Today, as Innokrea, we will talk a bit about what a distributed system is, what its properties are, and we will also see an example architecture of such a system. If you're interested, we invite you to read on!


What is a distributed system?

There are various definitions of what a distributed system actually is, ranging from formal and scientific to very practical ones. Some definitions indicate that a distributed system consists of many components or programs located on multiple nodes or computers. Others, however, not only emphasize distribution but also, for example, that a distributed system should appear to the user as a coherent system, and that there are various planes of distribution. However, certain attributes can be identified that characterize such software types, such as:

  • ability to operate on multiple computers,
  • high scalability,
  • heterogeneous technological stack,
  • concurrent execution of multiple processes,
  • failure of a single component does not cause the system to stop functioning,
  • geographical distribution,
  • data replication on multiple computers,
  • need for coordination between different processes to perform operations,
  • asynchronous data exchange,
  • use of networks for data exchange.

Of course, we haven't listed all the characteristics here, but the above ones can give you some intuition about such systems. It should also be noted that not every distributed system fulfills all these characteristics.


Planes of Distribution

The three most important planes on which applications can be distributed are: processing, control, and data. Depending on our requirements, we can manipulate the degree of distribution in these aspects. Processing distribution means that there are different computers connected to a network processing certain data, such as information retrieval or matrix multiplication. Nodes receive part of a certain task and expedite its execution if parallel data processing is possible. As for data, we can talk about their replication or so-called 'data partitioning,' which means storing them in different locations. An example here is databases, where problems with their replication and synchronization are properly resolved by database engines. As for control distribution, it involves transferring some control to another computer node. Examples could be a P2P network or a router, which makes routing decisions based on local information. Control over message passing is thus distributed. Let's try to analyze the client-server architecture in terms of the above criteria:

  • processing - the distribution is not significant because the client typically processes UI information or input data from forms. The server side handles user requests processing or communication with the database. Depending on the type of application, the processing proportions in this architecture may look different (client-side rendering vs server-side rendering).
  • control - on the client side, responsibility lies in initiating requests and handling responses. The server controls business logic or data access.
  • data - data are entirely stored on the server side, so there is no distribution here unless the database is replicated or 'data-partitioning' occurs among multiple databases.

Therefore, it can be said that the client-server architecture itself is neither a particularly distributed type of architecture nor centralized. However, this analysis could be heavily modified for certain scenarios, which wouldn't be unusual. Here, we provide a general outline of such a system, and how distributed it should be to make the system optimal remains at the discretion of the designer.
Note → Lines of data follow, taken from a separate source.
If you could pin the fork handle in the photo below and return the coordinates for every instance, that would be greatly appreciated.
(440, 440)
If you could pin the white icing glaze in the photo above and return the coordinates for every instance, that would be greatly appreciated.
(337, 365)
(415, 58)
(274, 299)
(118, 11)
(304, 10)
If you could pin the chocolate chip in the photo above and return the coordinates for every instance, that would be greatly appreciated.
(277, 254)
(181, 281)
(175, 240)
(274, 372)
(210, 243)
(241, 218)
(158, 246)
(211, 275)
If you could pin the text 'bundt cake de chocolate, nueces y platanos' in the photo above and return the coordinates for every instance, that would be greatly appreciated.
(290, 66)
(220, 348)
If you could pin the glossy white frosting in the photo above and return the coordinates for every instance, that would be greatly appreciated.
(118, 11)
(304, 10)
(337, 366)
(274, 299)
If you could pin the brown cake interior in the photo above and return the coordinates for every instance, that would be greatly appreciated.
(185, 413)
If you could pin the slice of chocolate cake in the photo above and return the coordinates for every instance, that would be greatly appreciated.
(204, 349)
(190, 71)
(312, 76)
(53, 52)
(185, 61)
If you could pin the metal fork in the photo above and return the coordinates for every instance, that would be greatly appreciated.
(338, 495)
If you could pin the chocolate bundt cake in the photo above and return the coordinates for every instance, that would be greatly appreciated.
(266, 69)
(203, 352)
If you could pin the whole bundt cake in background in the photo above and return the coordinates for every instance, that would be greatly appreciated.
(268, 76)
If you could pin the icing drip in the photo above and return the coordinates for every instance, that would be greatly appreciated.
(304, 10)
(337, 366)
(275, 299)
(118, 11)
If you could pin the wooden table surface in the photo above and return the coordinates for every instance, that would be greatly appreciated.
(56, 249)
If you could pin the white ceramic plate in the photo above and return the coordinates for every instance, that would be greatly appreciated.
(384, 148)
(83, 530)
What is System Transparency?

One of the most important characteristics that a distributed system should have is the best possible concealment of the fact that it operates on multiple nodes. Thanks to this, the system's user can use it without worrying about technical details as if it were operating on a single station. There are different types of transparency, including:

  • access - hide differences in access to added and applied formats,
  • location - hide where the object is located,
  • concurrency - hide that multiple users can use the object,
  • error - hide errors and their correction,
  • migration - hide that the object is moved to another location,
  • relocation - hide that the object is moved to another location while being used simultaneously,
  • replication - hide that the object is replicated in another location.
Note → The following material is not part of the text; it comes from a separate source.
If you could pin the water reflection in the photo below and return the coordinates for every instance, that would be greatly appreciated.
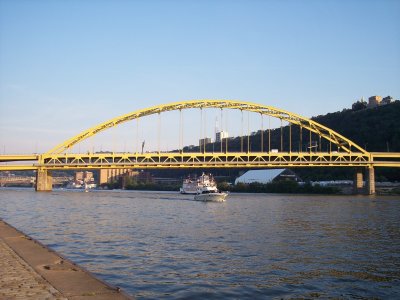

Where Are Distributed Systems Used?

Both in the academic and commercial worlds, various types of distribution are used due to much greater possibilities of horizontal scaling (where we increase the number of stations to achieve greater computing power). Vertical scaling has its serious limitations and becomes uneconomical above a certain level. Clusters and supercomputers are used for computationally intensive tasks such as language model training or weather modeling. There are special platforms for distributing tasks to multiple computing nodes like Apache Hadoop.

In this regard, we recommend a series of articles about supercomputers:

As for data, any solutions for storing large amounts of data can be mentioned, such as Google's Bigtable or Amazon's DynamoDB. Data are distributed among multiple nodes, allowing for the storage of vast amounts of data for later processing or directly saving information generated from processing other data. Control distribution, on the other hand, is used in handling energy or environmental systems, where software components can make local decisions without the involvement of a central server.

Classic examples of distributed systems familiar to programmers also include microservices used by companies like Netflix.


Netflix Architecture Diagram

Figure 1 - Netflix Architecture Diagram [1]



Distributed systems are ubiquitous today, and we often use them without realizing that they are composed of many software components. The transparency of solutions contributes to user experiences, allowing them to benefit from fast and often reliable systems.